# Addiction to buying Speakers strikes again, Was it worth it?



## jason1234567 (Apr 11, 2014)

Hi everyone. my name's jason and i'm an Addict.. Once i got my first taste of half way decent sound From my yamaha Rx-v750 receiver (paid $50) and my Polk Audio Series 2 monitors which i almost didn't buy because the guy told me they were 20 years old , i almost walked away.. then he turned on his receiver ,amp or whatever he had, idk but it looked expensive and put some classical music on with his new speakers that replaced his polks. He told me those speakers cost $2000, they sounded good , real good, then he plugged in the Polk monitors and played the same classical music, i couldn;t take my money out faster, to me they sounded just as good as his new speakers, maybe even better idk it was close, anyways, got him down to $60, best $60 i ever spent.

So for $110 to me i felt like i had a good stereo now ( ok stop laughing )

Ever since i can't stop buying speakers, before i joined this site, i thought my old Kenwood 5.1 all in one was good stuff.

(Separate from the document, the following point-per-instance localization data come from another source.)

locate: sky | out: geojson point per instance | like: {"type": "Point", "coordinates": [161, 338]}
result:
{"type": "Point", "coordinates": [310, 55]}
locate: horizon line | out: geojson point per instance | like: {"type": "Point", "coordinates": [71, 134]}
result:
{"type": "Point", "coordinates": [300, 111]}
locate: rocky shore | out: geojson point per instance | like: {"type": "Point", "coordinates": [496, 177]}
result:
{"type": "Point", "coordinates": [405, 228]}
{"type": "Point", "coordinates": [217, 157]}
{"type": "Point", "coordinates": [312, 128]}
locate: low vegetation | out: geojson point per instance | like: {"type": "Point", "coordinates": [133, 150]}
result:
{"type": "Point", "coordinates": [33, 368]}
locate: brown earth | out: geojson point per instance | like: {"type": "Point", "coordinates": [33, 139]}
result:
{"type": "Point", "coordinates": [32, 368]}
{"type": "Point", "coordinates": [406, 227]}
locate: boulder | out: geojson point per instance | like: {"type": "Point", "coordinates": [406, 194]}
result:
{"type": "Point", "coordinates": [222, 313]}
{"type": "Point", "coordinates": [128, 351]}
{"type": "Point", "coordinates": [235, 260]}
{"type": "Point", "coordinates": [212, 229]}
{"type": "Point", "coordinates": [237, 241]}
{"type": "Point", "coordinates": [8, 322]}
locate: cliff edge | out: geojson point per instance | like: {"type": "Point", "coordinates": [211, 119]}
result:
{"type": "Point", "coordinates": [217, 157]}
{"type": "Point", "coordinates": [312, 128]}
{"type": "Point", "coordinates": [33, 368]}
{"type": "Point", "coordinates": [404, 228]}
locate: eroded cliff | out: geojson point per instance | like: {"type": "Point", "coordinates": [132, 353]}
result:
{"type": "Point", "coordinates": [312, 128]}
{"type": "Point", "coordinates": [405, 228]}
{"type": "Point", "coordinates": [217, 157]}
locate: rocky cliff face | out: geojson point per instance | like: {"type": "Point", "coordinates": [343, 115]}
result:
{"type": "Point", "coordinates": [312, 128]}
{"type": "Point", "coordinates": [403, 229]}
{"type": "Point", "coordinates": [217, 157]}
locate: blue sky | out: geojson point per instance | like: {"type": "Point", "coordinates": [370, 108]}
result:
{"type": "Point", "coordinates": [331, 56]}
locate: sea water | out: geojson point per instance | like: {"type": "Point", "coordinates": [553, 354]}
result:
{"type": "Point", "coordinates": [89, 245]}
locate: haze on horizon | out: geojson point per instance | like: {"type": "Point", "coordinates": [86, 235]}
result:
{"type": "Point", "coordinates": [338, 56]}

I have so many speakers i'm embarrassed to mention them all lol.

Ok to the point, i think i finally made my first Good purchace since my polks. Hopefully even an upgrade, i'd like opinions please.

i bought a pair of Boston Acoustic VR 1 speakers to replace the polks

And i bought a boston Acoustic center speaker model VRC to replace my Cnkyo center


I Paid $130 for all 3.. i kinda feel bad , the girl wanted $300, negotiating is in my nature, i almost feel like i ripped her off..idk

i know these speakers are not top tier stuff, but i bought them because i thought i was getting a good deal, and possibly an upgrade.

I need some opinions please , 

i know i need help, i vowed not to buy another speaker until after i save $500 to get a real Sub

i have 3 subs in my room and i thought they were good..then i joined this forum


----------



## jamesfrazier (Jul 24, 2011)

Buy speakers because you enjoy the sound. That's what's important. 130 for a decent front stage is a good deal. They seem to have good reviews online and have a good bang for your buck. But back to the point; stop buying speakers because the price tag catches your eye. Imagine what you could do if you would stop spending 100 here 25 there every other week and save for a real set of speakers.. I believe the outcome would be much more satisfying and you wouldn't always feel the 'need' to continuously upgrade. 

If those speakers sound like an upgrade to you then they are. No need for our opinions.


----------



## jason1234567 (Apr 11, 2014)

Even tho i feel $130 was a deal and maybe it was worth it idk., but your right i gotta stop wasting money like this. thanks


----------



## tcarcio (Jun 27, 2007)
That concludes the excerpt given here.